As shown in fig. 2, another face tracking method provided in the embodiment of the present application includes:
s201, when the face of the video is tracked, if the face of the lost target is tracked in any current video frame, the position information of the first tracking frame is obtained.
The position information of the first tracking frame is the position information of the tracking frame of the target face in the previous video frame in the video frame before the current video frame, which is acquired in the process of tracking the face of the video.
S202, amplifying the area framed by the first tracking frame according to the target amplification factor to obtain the amplified first tracking frame.
S203, determining an area corresponding to the amplified first tracking frame in the current video frame according to the position information of the amplified first tracking frame; and intercepting the image in the area from the current video frame to serve as a local image corresponding to the amplified first tracking frame.
And S204, detecting whether a human face exists in the local image.
S205, if yes, generating a second tracking frame at the position of the face corresponding to the current video frame.
In the embodiment of the present application, the steps S201 to S205 may be the same as those of the steps S101 to S105 in the above embodiment, and are not described herein again.
S206, determining a face contour from the area of the current video frame indicated by the second tracking frame.
It should be noted that, after the second tracking frame is generated, the area of the current video frame covered by the second tracking frame may be utilized to determine the contour of the target face in the area.

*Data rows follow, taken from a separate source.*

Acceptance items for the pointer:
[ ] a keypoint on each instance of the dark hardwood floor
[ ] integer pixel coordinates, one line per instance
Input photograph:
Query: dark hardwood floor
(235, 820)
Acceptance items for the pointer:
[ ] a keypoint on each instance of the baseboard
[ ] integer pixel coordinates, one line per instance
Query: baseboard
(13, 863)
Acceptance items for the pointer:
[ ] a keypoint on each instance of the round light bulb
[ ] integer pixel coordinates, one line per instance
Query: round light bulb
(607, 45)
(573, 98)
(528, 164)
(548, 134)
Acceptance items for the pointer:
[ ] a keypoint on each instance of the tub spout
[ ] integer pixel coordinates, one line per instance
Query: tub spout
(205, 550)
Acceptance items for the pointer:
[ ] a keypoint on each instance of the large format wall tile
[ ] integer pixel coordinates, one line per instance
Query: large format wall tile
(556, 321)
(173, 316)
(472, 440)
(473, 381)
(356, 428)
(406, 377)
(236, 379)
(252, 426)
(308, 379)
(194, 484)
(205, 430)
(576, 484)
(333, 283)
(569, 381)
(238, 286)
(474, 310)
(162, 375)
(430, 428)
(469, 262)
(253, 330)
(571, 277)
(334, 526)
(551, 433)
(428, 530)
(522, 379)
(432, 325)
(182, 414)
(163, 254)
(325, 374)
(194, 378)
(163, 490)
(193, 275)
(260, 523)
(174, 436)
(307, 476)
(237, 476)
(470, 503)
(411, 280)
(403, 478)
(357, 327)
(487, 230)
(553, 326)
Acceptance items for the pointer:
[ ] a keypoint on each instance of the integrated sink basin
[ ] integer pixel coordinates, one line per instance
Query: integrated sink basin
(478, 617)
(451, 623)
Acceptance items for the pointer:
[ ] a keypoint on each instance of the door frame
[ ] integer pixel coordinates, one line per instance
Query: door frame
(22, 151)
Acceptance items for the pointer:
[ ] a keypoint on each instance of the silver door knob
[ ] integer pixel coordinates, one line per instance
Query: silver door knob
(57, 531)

There are various ways to determine the contour of the target face from the area of the current video frame indicated by the second tracking frame.
For example, in one implementation, the key points of each face may be identified from the area of the current video frame indicated by the second tracking frame;
and determining the face contour based on the positions of the identified face key points.
In the embodiment of the present application, each key point of the target face may be identified by using a key point estimation algorithm, which belongs to the prior art and is not described herein again.
And S207, generating a graphic frame containing the contour according to the determined position of the human face contour, and using the graphic frame as a correction frame.
After the outline of the target face is determined, a correction frame for correcting the second tracking frame can be obtained based on the position of the outline.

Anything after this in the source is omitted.